La afición futbolera: “unga unga” a cascoporro
No hablaré de “júligans” ni de “tifosi”;
recuerdo que hace muchos años, estaba yo en el estadio de Mestalla y escuché: “Hola
fondo norte, hola fondo sur” coreado a pleno pulmón de un lado a otro del
campo. Saludos que se brindaban de punta a punta la afición del Valencia.
Observé
que conforme avanzaba el partido, si les hubieran dejado a todos ellos, porque
ganas no les faltaban, habrían saltado a la hierba a darle una buena somanta de
palos al árbitro (otra realidad futbolera digna de mención y no sé si de piedad, porque arbitrarios haylos, parece ser…).
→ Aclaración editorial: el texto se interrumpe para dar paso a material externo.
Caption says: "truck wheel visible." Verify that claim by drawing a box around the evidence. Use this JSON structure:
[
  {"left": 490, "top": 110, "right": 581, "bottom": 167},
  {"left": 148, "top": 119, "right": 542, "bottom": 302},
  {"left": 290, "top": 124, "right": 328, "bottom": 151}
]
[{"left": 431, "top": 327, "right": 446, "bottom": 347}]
No bajaron a zurrarle, pero sí le
propinaron una sarta de piropos dignas del diccionario del dislate.
Enfurecidos,
puro en mano, bocina en mano, pañuelos al viento, pataleo en las gradas, cabreo
mayúsculo, tacos y más tacos, ensartados como una ristra de ajos, poca
variedad, en el léxico insultante, a mucha madre mentaron, a mucho hijo
también… todo muy familiar, y mucho aparato genital con el que se les llenaba la
boca, aspaventando y vocingleros, tronaban en un totum revolutum sonidos
simiescos, aguardentosos y cazalleros.
Cohetes,
petardos… Fin del partido. A casa, poco había que celebrar… hasta el siguiente
encuentro.
Aquí
termino con los “unga unga” en el fútbol… de momento.